There will be no single class action lawsuit against Merck's Vioxx, a federal judge has ruled. But U.S. District Court Judge Eldon Fallon left open the possibility that thousands of individual lawsuits against the pharmaceutical giant may be lumped into a series of class actions.
Merck is likely to view the ruling as a victory.
It has resisted settlement overtures and has insisted on contesting each of the product liability suits on an individual basis. To date the company has won about as many cases as it has lost.
Thousands of consumers who took the popular arthritis pain killer have sued Merck, saying it should have known there were problems with the drug sooner.
In late 2004 Merck withdrew Vioxx from the market after unrelated clinical trials showed those taking the drug faced a higher risk of stroke or heart attacks.
A group of plaintiffs had pushed for the class action, saying it was only logical that the cases should all be tried in New Jersey, where the company is based. They based their argument on the expectation that companies are required to abide by the laws in which their corporate offices reside.
The FDA approved Vioxx in 1999 for the reduction of pain and inflammation caused by osteoarthritis, as well as for acute pain in adults and for the treatment of menstrual pain.
It was the second of a new kind of NSAID (Cox-2 selective) approved by FDA. Subsequently, FDA approved Vioxx to treat the signs and symptoms of rheumatoid arthritis in adults and children.
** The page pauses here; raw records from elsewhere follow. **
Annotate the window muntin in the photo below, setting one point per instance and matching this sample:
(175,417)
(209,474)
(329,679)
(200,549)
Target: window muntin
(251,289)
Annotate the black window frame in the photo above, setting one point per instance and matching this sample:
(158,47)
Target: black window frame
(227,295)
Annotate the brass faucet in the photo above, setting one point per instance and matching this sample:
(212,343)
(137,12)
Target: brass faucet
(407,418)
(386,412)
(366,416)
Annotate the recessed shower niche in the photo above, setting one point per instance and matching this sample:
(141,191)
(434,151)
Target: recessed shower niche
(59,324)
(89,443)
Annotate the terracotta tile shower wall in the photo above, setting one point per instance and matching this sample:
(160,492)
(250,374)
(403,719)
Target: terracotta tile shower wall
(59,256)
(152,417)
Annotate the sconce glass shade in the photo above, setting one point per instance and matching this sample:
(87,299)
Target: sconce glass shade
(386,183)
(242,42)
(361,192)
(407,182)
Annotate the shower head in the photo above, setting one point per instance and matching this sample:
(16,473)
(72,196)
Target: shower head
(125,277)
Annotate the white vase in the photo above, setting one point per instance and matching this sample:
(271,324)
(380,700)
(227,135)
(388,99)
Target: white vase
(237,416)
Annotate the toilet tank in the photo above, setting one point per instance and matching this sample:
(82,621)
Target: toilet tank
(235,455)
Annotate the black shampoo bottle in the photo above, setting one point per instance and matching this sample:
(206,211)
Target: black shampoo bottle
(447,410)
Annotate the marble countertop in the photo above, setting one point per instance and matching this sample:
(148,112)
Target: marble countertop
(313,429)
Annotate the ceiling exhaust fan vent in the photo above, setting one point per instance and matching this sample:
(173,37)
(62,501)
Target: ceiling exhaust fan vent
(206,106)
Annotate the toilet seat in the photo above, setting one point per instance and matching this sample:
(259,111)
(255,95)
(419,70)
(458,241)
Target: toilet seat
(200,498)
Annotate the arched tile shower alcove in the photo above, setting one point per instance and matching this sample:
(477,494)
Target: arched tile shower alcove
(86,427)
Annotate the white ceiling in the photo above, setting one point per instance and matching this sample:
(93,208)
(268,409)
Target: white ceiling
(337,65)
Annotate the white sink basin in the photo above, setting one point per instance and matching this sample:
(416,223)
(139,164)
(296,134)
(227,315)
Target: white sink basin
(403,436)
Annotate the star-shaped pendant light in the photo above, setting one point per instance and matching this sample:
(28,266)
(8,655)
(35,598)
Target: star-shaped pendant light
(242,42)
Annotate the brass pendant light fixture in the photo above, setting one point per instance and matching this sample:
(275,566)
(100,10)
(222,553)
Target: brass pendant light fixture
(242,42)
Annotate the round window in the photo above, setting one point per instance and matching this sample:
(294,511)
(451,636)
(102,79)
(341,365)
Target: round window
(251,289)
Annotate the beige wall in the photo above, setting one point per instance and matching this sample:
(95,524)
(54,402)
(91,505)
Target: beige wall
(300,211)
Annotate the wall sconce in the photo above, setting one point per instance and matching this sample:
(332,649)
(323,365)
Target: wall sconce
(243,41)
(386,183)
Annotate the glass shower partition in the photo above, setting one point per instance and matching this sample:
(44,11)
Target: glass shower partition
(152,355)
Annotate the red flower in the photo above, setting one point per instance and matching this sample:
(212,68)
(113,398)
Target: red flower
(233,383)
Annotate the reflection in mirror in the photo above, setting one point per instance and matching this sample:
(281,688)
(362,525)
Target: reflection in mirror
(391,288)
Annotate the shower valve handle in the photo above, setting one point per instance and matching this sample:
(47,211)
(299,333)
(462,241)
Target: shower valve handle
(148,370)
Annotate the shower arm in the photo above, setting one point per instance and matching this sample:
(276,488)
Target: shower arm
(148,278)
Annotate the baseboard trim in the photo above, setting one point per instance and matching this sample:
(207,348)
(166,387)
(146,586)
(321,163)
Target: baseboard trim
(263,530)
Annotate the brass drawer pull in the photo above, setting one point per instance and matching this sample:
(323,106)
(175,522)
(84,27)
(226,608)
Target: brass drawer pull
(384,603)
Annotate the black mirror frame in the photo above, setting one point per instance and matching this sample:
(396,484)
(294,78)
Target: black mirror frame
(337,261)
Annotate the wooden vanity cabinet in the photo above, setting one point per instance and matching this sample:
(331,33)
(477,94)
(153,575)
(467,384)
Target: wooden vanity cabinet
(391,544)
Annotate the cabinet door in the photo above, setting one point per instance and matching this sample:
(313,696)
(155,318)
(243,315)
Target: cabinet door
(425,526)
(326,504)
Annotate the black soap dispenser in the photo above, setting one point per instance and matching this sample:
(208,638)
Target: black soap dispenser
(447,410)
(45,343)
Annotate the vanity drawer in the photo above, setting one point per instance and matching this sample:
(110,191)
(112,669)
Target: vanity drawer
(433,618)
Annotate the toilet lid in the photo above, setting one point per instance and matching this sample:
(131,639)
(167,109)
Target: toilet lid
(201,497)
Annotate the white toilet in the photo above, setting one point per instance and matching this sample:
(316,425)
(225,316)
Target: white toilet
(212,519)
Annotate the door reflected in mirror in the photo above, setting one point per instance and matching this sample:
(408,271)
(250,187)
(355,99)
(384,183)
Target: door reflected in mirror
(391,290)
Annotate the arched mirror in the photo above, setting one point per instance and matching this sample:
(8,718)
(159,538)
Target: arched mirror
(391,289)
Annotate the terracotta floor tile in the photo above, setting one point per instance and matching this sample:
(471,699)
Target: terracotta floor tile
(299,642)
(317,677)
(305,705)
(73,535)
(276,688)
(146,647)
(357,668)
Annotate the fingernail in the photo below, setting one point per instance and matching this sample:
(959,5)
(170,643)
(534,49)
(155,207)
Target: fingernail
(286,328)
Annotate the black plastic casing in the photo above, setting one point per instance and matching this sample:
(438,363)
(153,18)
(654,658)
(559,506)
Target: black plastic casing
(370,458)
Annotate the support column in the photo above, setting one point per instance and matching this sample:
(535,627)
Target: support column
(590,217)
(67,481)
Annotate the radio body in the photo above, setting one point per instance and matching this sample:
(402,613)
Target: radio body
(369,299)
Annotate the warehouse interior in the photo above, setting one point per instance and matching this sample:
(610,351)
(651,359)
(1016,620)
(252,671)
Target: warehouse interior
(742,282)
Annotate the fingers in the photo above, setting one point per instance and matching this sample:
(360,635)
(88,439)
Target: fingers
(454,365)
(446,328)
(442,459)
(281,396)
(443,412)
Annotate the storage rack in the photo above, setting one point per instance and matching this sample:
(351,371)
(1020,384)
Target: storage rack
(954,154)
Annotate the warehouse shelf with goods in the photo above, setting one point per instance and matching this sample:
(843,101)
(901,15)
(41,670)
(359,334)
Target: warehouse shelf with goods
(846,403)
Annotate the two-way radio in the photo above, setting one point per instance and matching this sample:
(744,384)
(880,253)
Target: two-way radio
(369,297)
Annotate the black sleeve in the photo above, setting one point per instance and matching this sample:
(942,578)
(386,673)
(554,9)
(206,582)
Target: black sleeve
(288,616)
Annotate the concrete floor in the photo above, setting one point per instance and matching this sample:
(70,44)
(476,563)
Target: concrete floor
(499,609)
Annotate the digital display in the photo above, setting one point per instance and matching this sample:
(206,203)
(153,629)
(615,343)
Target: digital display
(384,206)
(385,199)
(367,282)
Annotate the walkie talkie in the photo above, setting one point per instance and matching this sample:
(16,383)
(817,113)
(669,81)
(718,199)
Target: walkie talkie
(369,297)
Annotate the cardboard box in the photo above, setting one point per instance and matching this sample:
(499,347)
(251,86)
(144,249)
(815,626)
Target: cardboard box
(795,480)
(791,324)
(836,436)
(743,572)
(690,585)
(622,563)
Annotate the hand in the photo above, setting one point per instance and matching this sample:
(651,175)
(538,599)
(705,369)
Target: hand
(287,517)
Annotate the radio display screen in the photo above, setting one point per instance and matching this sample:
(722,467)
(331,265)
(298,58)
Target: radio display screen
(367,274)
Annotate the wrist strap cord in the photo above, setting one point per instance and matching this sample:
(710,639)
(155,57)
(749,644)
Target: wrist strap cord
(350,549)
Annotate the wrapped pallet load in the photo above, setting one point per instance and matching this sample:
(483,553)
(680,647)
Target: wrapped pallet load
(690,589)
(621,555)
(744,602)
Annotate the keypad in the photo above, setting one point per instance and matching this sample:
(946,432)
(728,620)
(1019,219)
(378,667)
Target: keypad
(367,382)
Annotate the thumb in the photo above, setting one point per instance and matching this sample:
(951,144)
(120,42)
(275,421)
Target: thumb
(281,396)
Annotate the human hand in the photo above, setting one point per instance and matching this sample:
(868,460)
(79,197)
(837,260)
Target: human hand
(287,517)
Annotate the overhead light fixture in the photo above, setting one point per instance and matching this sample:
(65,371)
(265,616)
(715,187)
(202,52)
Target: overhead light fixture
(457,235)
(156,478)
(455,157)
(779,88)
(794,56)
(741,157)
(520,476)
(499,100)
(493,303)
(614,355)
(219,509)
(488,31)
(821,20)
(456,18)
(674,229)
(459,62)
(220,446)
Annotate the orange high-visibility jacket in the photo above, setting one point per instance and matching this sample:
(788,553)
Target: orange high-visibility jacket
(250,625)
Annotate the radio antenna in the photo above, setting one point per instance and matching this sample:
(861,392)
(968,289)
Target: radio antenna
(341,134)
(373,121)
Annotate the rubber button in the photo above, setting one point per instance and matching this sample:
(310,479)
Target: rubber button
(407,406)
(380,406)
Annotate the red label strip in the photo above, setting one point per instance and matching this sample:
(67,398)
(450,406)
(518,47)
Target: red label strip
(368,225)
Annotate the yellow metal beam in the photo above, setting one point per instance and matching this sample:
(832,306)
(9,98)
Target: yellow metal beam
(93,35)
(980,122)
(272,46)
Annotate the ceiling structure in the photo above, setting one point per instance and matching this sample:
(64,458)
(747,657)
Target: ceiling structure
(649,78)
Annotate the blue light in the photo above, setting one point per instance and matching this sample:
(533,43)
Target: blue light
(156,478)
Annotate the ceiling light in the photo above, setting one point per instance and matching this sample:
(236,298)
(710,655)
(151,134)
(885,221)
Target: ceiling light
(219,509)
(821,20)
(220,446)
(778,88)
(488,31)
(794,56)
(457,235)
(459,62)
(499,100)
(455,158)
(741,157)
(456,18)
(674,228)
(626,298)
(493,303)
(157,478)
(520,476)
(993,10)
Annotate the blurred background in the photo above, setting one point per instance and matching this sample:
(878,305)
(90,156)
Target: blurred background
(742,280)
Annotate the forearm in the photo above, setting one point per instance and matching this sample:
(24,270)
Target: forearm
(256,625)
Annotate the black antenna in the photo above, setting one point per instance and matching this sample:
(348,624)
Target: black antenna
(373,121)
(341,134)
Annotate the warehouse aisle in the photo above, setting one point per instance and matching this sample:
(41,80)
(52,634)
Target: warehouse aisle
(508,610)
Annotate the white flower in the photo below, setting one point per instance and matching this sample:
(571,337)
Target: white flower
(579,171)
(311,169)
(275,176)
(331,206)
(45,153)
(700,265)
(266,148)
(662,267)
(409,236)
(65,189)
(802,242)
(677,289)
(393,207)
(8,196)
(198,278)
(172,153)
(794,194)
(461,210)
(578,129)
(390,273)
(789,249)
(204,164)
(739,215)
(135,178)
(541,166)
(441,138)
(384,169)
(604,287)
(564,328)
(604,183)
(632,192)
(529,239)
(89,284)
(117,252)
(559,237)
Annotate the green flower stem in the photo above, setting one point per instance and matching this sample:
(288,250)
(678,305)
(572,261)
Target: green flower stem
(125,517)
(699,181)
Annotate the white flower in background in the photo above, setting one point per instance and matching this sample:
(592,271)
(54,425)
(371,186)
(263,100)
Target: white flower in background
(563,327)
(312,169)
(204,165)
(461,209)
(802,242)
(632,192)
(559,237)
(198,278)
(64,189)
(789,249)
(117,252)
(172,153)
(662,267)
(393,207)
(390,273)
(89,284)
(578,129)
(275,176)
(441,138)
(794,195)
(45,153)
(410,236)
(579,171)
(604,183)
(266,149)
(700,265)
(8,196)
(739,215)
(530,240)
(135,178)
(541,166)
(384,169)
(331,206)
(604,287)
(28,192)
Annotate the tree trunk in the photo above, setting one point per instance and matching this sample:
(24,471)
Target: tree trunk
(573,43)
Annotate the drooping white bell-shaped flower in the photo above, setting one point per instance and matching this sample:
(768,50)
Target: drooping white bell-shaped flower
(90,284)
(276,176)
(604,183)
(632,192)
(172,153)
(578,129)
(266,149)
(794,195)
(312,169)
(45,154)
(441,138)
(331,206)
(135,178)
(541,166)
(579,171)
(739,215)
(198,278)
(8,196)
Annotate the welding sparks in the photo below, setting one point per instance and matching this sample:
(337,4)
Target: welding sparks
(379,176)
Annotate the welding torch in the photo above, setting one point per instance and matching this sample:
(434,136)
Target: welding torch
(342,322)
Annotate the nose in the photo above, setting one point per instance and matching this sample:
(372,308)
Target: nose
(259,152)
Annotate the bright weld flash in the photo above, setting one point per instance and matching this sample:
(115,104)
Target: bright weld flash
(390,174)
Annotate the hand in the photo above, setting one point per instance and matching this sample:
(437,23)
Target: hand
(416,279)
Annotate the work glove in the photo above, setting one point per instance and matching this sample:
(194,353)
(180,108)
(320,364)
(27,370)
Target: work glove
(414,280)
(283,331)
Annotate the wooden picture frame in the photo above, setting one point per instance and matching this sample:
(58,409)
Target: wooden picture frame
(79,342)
Vioxx quickly became one of Merck's biggest selling drugs.
At the time that Vioxx and other Cox-2 selective NSAIDs were approved, it was hoped that they would have a lower risk of gastrointestinal ulcers and bleeding than other NSAIDs (such as ibuprofen and naproxen).
Vioxx was the only NSAID demonstrated to have a lower rate of those side effects.
Merck contacted FDA on September 27, 2004, to request a meeting and to advise the agency that the long-term study of Vioxx in patients at increased risk of colon polyps had been halted.
Merck and FDA officials met the next day, September 28, and during that meeting the company informed FDA of its decision to remove Vioxx from the market voluntarily.
Subsequent studies in patients taking Vioxx have also suggested an increased risk of cardiovascular events. FDA said it was in the process of carefully reviewing these results, to determine whether further labeling changes were warranted, when Merck informed the agency of the results of the new trial and its decision to withdraw Vioxx from the market.